Vincitore del Premio Struga al Festival della poesia di Struga nel 1969, fu il primo iugoslavo a ricevere il prestigioso premio macedone e il quarto in assoluto (prima di lui il grande poeta e cantautore sovietico Bulat Okudzhava aveva iniziato la lista dei nomi prestigiosi, alla quale si sono aggiunti i Nobel Eugenio Montale, Pablo Neruda, Josif Aleksandrovič Brodskij e Séamus Heaney).

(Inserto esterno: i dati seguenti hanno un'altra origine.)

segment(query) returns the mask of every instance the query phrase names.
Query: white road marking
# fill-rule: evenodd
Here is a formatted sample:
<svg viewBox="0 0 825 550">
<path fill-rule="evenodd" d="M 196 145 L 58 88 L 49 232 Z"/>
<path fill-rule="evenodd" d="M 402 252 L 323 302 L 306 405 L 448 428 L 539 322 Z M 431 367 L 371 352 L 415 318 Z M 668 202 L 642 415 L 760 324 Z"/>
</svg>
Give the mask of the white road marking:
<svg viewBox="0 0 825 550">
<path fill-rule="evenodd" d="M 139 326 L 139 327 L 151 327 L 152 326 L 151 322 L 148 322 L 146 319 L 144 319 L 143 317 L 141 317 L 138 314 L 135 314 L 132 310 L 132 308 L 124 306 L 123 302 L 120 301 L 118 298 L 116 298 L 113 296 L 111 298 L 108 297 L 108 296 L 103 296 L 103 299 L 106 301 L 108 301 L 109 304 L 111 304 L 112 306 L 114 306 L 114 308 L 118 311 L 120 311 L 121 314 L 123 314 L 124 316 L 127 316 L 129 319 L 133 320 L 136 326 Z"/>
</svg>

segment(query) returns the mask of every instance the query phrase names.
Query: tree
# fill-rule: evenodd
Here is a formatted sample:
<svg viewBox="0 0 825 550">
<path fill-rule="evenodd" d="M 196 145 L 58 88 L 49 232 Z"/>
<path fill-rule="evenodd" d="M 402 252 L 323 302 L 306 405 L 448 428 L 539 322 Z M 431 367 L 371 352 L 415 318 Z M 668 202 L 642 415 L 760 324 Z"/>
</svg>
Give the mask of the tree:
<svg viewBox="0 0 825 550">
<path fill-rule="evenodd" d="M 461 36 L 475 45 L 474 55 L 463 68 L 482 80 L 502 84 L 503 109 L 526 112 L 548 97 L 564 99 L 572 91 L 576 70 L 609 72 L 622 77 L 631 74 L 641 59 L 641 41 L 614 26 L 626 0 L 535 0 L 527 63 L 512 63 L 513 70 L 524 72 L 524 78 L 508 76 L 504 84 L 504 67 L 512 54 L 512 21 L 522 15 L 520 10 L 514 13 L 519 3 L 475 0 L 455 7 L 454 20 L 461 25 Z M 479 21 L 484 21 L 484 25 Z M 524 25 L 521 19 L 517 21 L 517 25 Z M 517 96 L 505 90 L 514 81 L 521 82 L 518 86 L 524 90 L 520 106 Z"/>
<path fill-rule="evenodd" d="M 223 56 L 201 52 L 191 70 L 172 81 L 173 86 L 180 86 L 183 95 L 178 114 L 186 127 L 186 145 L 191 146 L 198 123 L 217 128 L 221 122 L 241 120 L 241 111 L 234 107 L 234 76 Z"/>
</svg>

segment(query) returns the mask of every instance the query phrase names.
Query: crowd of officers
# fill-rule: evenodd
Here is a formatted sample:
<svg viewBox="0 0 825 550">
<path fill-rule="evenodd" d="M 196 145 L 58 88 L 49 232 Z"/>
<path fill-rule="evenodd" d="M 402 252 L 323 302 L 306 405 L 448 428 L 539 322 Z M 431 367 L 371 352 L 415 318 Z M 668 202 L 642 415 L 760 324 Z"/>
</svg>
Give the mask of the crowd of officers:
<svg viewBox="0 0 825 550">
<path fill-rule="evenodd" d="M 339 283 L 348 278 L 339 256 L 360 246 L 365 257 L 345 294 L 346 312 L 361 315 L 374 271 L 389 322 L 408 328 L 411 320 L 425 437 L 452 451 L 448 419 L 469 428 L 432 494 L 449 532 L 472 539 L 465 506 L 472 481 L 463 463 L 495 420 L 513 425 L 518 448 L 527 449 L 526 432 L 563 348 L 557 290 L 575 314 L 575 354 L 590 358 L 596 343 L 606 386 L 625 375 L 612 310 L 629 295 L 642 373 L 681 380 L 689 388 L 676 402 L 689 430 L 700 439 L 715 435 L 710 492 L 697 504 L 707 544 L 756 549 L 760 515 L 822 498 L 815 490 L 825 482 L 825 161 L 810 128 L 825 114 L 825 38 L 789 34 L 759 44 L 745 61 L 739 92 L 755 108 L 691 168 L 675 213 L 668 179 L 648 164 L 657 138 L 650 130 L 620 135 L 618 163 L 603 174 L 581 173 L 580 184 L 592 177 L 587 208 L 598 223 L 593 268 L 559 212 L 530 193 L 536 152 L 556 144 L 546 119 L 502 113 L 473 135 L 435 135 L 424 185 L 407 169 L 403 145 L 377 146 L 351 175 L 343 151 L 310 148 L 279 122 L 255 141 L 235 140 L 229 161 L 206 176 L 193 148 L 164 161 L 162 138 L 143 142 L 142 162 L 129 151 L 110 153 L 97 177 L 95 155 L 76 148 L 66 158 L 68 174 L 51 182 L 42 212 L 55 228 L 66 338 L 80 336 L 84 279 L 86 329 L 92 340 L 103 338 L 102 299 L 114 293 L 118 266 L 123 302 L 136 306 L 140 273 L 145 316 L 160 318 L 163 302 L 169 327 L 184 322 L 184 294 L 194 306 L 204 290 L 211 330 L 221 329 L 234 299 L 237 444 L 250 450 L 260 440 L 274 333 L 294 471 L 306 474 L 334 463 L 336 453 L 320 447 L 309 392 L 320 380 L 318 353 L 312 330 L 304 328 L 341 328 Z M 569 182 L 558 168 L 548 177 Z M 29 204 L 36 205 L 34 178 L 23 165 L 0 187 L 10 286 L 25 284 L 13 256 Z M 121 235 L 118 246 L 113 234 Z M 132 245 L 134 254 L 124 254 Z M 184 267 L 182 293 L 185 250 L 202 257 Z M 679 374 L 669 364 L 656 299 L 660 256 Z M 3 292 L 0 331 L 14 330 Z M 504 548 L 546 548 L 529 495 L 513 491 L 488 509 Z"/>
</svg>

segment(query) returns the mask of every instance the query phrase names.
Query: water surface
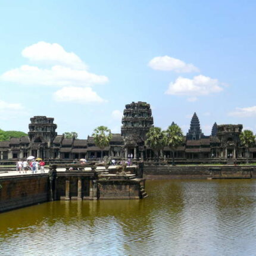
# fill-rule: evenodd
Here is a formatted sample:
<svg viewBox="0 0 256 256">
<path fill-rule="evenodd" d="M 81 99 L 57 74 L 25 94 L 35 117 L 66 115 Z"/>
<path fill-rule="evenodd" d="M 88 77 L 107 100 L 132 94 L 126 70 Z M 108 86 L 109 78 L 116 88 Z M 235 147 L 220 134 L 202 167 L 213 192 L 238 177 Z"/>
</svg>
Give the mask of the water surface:
<svg viewBox="0 0 256 256">
<path fill-rule="evenodd" d="M 0 214 L 0 255 L 256 255 L 256 180 L 152 180 L 146 190 L 143 200 Z"/>
</svg>

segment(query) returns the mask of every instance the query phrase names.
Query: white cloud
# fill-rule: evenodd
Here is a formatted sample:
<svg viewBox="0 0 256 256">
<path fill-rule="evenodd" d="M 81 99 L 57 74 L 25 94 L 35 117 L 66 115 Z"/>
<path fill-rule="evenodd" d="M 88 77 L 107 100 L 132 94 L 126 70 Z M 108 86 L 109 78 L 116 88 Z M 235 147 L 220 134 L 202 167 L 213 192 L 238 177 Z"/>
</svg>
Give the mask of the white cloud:
<svg viewBox="0 0 256 256">
<path fill-rule="evenodd" d="M 112 117 L 117 120 L 120 121 L 123 117 L 123 112 L 120 110 L 116 110 L 112 111 L 111 113 Z"/>
<path fill-rule="evenodd" d="M 223 90 L 219 85 L 217 79 L 201 74 L 194 76 L 192 79 L 179 77 L 174 83 L 170 83 L 166 94 L 192 97 L 207 95 Z"/>
<path fill-rule="evenodd" d="M 205 115 L 206 117 L 208 117 L 209 115 L 211 115 L 211 113 L 210 112 L 205 112 L 203 114 L 204 115 Z"/>
<path fill-rule="evenodd" d="M 4 73 L 4 81 L 23 85 L 49 86 L 90 86 L 104 83 L 108 79 L 104 76 L 98 76 L 86 70 L 74 70 L 56 65 L 51 69 L 42 69 L 35 66 L 24 65 Z"/>
<path fill-rule="evenodd" d="M 24 58 L 38 63 L 61 65 L 75 69 L 86 69 L 86 65 L 73 52 L 67 52 L 58 43 L 39 42 L 21 52 Z"/>
<path fill-rule="evenodd" d="M 248 117 L 256 115 L 256 106 L 248 107 L 246 108 L 236 108 L 236 111 L 230 112 L 229 115 Z"/>
<path fill-rule="evenodd" d="M 4 73 L 0 79 L 21 85 L 61 86 L 91 86 L 108 82 L 105 76 L 89 72 L 78 56 L 67 52 L 57 43 L 39 42 L 25 48 L 22 54 L 32 61 L 51 65 L 45 68 L 23 65 Z"/>
<path fill-rule="evenodd" d="M 189 101 L 190 102 L 195 102 L 195 101 L 196 101 L 198 99 L 196 97 L 191 97 L 188 98 L 187 100 L 188 101 Z"/>
<path fill-rule="evenodd" d="M 148 65 L 157 70 L 174 71 L 177 73 L 199 72 L 199 68 L 193 64 L 167 55 L 152 58 Z"/>
<path fill-rule="evenodd" d="M 107 101 L 98 95 L 90 87 L 64 87 L 54 93 L 54 98 L 57 101 L 80 104 L 102 103 Z"/>
</svg>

Biografia[modifica | modifica wikitesto]

Nato e cresciuto nella cittadina di Stolac, nella Bosnia ed Erzegovina, nel 1936 si trasferì a Sarajevo - oggi capitale del Paese - per frequentare il Liceo. Successivamente fu impegnato, durante la Seconda guerra mondiale, nelle file dell'Esercito Popolare di Liberazione della Jugoslavia capeggiata da Josip Tito per combattere i fascisti e nazisti, terminato il conflitto, divenne un convinto comunista. Presto divenne una figura di spicco della vita culturale bosniaca dell'epoca, lavorando come caporedattore per il quotidiano Oslobođenje (Liberazione).

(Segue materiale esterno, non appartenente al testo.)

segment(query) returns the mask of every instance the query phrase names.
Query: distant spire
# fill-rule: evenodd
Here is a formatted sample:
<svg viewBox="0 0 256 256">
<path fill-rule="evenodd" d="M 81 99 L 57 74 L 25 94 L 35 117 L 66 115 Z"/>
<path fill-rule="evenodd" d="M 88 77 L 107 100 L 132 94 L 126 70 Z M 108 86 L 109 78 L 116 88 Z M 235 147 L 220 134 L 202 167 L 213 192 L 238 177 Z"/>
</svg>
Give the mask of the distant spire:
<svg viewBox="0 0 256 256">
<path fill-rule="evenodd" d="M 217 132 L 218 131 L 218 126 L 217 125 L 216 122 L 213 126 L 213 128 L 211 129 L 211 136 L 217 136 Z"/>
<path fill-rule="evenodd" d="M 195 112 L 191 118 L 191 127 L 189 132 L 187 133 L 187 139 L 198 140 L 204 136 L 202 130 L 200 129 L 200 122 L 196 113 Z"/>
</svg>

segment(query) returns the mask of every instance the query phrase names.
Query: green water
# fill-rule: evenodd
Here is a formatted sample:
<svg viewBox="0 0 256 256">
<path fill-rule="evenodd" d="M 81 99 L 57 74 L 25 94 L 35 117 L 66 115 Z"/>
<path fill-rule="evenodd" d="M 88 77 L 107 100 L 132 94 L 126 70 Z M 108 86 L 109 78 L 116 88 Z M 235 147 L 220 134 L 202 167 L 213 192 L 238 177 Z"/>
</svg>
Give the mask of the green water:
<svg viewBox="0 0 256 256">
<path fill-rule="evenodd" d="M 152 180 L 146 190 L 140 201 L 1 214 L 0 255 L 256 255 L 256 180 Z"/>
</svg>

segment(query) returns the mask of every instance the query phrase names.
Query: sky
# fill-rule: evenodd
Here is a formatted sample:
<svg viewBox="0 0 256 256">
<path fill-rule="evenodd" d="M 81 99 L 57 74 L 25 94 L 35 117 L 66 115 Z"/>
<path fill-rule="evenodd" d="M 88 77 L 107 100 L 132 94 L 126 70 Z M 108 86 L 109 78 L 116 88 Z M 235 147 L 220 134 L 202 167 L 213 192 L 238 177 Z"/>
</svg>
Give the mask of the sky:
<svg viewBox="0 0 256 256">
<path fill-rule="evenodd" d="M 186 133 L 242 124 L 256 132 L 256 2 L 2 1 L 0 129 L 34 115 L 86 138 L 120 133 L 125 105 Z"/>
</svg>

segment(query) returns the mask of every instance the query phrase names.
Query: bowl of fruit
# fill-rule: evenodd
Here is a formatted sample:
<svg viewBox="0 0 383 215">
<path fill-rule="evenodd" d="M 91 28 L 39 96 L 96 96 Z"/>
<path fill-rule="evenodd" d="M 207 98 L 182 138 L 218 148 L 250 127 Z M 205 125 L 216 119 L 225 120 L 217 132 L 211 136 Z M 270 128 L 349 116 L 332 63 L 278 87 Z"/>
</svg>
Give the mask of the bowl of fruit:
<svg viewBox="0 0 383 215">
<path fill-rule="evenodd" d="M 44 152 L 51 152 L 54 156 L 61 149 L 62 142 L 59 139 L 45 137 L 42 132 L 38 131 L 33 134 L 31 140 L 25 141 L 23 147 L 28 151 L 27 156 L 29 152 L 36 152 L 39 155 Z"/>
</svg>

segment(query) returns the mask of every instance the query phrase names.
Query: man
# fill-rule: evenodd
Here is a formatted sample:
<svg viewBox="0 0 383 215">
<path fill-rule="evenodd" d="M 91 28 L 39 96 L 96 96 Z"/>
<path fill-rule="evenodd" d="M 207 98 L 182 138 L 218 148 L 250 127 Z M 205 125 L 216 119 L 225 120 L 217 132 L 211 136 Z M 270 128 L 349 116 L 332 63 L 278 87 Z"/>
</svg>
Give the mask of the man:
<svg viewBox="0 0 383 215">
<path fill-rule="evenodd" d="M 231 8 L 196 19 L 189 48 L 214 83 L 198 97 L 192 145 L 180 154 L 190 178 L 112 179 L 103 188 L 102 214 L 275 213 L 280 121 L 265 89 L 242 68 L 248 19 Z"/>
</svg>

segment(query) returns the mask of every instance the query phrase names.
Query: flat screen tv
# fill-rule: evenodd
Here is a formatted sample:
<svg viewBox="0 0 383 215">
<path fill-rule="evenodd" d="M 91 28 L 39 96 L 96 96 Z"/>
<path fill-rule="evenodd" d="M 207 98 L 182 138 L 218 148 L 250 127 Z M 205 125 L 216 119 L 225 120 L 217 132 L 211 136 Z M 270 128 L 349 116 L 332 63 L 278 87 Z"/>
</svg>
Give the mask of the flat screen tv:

La Bosnia ed Erzegovina è una terra rocciosa, aspra, impietosa, la sconvolgono da secoli invasori provenienti dai quattro punti cardinali. Il paesaggio di questo infelice paese è costellato da necropoli d'epoca preottomana, luoghi chiave della memoria ancestrale, impregnati di sacralità e oggetto di tenace venerazione. Motivi ornamentali simbolici sono scolpiti a bassorilievo nella pietra dei monumenti funerari; vi s'aggiungono mirabili scritte. Figure umane, animali, piante, emblemi solari, mani, croci e colonne esprimono in modo suggestivo la fede e la visione del mondo dei krstjani della Chiesa bosniaca medievale. Il poeta Mak Dizdar, profondamente impressionato dai sepolcreti, e come posseduto dagli antenati, ha lungamente studiato, oltre l'iconografia funeraria, manoscritti d'epoca e documenti d'archivio. Ne è nata una poesia vigorosa e ricca nell'espressione, con numerosi richiami a temi biblici, soprattutto apocalittici, meditati in chiave sia particolare che universale. Il "dormiente di pietra" è il morto che, grazie al poeta, prende la parola dalla sua tomba, dall'altro mondo, dal suo mondo, e parla ai vivi. E nello stesso tempo è anche la parola stessa che, grazie al poeta, prende la parola e parla di se stessa. La raccolta è infatti suddivisa così: Vie, Parola sull'uomo, Parola sul cielo, Parola sulla terra, Parola sulla parola, Il messaggio.